# Freehand portrait drawing, 3 hours work



## ramyasadasivam (Dec 28, 2021)

How is it people? One of my best #portraitdrawing , it took me 3 hours to finish this work. I do such pencil portraits just to get the resemblance right. I have done more than 1000 portraits just for the sake of practice. How is the likeness ? Please share your thoughts.


----------



## prburkhardt (9 mo ago)

Wow that is great, I wish I could draw people. I tried several times even copying drawing and never works out.


----------



## ramyasadasivam (Dec 28, 2021)

prburkhardt said:


> Wow that is great, I wish I could draw people. I tried several times even copying drawing and never works out.


Thank you. I have been practicing this for a while like 12 years.


----------



## prburkhardt (9 mo ago)

All I can say is practice makes perfect.


----------



## Lucian (Nov 1, 2021)

Great portraits! Congratulations! 😀

I have a question.

I noticed in your drawing tutorials from your blog, you don't divide the face with lines like they teach in portrait drawing courses.

Most portrait drawing tutorials I've seen (both videos and books) teach people to draw the shape of the head, then divide it with a horizontal line into two. That line is where the eyes will be.
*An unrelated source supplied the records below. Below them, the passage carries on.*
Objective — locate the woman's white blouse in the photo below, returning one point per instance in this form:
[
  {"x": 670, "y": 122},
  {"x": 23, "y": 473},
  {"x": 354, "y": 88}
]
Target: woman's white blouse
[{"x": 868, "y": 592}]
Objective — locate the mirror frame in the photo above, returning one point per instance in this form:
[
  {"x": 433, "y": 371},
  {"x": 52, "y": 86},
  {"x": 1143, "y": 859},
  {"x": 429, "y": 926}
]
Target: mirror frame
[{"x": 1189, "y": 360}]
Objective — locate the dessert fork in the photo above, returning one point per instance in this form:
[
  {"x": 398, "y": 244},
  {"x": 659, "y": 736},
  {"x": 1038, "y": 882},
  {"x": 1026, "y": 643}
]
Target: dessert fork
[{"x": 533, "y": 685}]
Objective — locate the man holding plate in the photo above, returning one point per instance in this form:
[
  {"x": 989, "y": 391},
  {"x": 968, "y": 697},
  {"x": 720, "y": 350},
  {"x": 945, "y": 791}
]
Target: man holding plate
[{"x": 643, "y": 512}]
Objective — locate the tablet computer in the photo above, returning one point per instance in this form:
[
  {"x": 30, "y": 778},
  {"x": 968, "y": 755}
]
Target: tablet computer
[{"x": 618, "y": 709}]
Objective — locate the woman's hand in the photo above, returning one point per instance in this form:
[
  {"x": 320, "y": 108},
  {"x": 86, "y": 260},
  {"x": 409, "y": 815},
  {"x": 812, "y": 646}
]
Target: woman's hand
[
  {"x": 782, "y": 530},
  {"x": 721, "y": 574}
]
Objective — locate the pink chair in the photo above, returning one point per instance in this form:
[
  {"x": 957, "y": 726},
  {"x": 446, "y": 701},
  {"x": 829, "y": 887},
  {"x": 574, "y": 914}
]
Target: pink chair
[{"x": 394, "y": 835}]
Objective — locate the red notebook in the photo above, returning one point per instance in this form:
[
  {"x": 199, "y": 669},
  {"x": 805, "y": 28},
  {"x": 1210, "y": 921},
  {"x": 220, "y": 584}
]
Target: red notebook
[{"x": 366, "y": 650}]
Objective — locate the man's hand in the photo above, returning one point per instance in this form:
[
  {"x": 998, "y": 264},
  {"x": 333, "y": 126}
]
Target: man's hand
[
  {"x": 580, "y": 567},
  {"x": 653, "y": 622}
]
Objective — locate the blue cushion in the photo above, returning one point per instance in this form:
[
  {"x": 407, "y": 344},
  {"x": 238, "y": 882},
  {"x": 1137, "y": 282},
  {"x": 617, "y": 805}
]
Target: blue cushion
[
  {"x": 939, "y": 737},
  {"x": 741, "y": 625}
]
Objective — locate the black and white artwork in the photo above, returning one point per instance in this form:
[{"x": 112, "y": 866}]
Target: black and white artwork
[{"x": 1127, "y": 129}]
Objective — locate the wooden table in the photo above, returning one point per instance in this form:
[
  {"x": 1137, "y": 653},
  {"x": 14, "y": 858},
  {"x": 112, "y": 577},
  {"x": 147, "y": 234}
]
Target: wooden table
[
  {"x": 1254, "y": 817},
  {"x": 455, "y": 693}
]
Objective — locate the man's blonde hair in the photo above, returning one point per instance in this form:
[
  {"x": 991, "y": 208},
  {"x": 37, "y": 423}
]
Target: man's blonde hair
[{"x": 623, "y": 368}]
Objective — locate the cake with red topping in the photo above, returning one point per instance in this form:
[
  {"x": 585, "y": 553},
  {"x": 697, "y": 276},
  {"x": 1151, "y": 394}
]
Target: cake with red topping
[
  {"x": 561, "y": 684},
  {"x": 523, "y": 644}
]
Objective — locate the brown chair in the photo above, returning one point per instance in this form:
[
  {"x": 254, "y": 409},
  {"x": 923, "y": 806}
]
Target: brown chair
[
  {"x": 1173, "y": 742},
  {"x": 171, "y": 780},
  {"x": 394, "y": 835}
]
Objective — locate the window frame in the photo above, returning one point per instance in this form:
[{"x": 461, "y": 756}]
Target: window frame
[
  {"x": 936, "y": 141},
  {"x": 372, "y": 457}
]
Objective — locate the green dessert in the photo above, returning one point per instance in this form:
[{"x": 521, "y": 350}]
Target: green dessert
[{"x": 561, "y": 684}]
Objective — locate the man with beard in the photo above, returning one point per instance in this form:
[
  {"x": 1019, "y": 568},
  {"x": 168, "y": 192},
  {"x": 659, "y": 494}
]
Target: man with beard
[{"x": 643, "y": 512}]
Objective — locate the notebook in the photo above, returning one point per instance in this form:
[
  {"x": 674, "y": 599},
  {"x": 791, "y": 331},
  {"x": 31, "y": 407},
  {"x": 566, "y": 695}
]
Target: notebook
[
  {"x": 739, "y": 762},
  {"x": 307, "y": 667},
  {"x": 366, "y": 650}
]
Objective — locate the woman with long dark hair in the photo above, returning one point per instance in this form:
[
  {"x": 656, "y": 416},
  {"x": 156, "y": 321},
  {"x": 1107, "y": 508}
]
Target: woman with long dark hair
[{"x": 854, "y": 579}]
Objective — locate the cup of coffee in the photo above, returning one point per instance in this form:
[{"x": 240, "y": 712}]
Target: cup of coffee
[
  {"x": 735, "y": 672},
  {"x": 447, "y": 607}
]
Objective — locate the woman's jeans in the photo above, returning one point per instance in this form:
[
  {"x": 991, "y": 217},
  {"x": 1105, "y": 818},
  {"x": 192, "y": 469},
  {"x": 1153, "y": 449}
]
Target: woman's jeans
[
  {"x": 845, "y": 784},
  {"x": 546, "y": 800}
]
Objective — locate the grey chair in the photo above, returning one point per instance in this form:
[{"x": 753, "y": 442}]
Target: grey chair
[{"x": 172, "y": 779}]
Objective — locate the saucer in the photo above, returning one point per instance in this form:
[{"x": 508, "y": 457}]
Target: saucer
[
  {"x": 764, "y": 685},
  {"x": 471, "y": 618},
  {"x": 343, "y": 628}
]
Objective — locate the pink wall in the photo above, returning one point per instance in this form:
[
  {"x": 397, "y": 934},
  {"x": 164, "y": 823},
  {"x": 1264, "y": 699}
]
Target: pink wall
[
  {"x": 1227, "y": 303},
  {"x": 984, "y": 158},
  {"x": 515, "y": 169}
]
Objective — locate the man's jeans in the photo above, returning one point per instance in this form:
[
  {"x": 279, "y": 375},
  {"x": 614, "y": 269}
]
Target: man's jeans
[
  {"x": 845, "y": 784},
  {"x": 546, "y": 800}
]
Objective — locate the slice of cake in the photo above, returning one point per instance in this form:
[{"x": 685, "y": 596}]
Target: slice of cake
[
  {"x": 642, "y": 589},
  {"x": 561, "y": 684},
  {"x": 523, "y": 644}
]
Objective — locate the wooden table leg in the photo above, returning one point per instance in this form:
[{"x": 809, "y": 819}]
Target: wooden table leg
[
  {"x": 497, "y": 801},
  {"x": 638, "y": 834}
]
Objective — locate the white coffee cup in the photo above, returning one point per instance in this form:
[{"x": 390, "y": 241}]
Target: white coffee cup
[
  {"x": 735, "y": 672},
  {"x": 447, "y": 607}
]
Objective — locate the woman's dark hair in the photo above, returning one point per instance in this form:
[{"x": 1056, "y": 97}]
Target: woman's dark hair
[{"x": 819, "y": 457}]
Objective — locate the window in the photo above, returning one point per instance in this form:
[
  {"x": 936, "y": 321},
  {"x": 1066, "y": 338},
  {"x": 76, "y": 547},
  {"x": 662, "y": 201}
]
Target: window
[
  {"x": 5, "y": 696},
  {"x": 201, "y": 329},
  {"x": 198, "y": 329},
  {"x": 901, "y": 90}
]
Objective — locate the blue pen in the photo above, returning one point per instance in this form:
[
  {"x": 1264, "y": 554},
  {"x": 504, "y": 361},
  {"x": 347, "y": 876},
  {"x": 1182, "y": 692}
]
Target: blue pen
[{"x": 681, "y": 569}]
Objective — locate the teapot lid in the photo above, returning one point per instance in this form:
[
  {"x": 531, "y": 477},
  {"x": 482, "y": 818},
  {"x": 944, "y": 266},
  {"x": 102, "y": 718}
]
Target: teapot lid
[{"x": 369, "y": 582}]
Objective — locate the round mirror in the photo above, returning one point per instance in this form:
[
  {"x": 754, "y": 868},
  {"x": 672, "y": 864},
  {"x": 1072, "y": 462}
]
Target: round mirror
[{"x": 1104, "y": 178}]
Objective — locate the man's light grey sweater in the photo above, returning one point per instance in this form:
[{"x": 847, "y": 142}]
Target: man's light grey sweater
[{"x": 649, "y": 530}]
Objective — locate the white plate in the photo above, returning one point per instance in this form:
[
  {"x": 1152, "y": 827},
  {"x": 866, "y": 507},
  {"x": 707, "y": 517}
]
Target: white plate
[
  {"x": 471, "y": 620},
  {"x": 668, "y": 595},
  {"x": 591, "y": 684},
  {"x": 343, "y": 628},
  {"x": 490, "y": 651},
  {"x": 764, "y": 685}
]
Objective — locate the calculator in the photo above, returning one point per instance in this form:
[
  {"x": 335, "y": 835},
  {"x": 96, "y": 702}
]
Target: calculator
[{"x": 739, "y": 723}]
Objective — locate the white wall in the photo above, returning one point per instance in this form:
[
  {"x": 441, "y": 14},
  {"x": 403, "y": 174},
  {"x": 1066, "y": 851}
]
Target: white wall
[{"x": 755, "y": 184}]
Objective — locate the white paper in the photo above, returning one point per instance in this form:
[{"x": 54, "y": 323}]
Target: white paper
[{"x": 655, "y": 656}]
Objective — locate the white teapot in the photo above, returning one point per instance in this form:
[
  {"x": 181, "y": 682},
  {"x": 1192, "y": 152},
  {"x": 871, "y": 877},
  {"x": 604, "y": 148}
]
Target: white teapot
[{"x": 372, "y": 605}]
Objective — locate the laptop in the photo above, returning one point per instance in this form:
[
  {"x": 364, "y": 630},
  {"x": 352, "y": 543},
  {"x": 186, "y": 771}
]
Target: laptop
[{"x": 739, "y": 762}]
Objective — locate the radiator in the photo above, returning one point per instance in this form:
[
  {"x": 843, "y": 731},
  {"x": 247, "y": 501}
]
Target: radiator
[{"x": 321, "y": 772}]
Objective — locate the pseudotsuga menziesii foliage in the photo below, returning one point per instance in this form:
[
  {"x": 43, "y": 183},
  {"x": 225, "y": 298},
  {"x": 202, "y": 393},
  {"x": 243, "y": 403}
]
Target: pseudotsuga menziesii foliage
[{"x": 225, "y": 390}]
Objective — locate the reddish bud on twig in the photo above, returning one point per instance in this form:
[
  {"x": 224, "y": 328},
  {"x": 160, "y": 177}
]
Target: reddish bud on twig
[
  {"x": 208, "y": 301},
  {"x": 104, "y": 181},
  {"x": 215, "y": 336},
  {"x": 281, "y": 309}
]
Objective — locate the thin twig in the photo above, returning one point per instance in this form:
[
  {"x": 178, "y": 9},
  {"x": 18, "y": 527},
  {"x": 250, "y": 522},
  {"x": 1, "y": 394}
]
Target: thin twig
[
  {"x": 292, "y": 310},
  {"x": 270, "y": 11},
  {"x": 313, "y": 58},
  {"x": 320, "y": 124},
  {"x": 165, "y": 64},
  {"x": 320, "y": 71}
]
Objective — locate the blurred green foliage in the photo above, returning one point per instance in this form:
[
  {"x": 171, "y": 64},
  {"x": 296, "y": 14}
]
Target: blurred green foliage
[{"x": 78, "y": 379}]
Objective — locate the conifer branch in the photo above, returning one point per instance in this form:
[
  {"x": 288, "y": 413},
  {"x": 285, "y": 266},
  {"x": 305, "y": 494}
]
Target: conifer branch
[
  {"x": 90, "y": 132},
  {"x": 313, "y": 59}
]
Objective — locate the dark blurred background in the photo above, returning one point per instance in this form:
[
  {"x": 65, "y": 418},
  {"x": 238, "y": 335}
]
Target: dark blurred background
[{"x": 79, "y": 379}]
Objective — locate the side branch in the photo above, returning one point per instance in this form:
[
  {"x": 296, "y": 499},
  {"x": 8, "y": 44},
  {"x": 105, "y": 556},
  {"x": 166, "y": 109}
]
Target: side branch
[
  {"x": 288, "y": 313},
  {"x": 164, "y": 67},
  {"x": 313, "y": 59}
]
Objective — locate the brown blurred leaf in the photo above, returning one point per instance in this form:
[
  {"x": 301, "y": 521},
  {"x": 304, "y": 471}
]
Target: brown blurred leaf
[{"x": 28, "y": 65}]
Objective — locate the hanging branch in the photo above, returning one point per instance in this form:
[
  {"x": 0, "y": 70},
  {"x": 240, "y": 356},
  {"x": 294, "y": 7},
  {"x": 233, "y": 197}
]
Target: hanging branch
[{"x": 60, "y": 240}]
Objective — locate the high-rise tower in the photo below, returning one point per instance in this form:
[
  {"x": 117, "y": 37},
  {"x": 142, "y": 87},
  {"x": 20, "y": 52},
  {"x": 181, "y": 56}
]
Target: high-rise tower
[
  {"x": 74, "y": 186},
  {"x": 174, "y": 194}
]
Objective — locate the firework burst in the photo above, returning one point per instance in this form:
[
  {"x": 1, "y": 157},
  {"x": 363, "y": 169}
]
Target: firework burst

Then the lower part of the face is divided into three to define where the nose and lips are... etc.

So my question is: how do you get the proportions right without any lines? 🤔


----------



## Kyaravg0901 (9 mo ago)

ramyasadasivam said:


> How is it people? One of my best #portraitdrawing , it took me 3 hours to finish this work. I do such pencil portraits just to get the resemblance right. I have done more than 1000 portraits just for the sake of practice. How is the likeness ? Please share your thoughts.
> 
> View attachment 68446


Wauw that's really beautiful!!


----------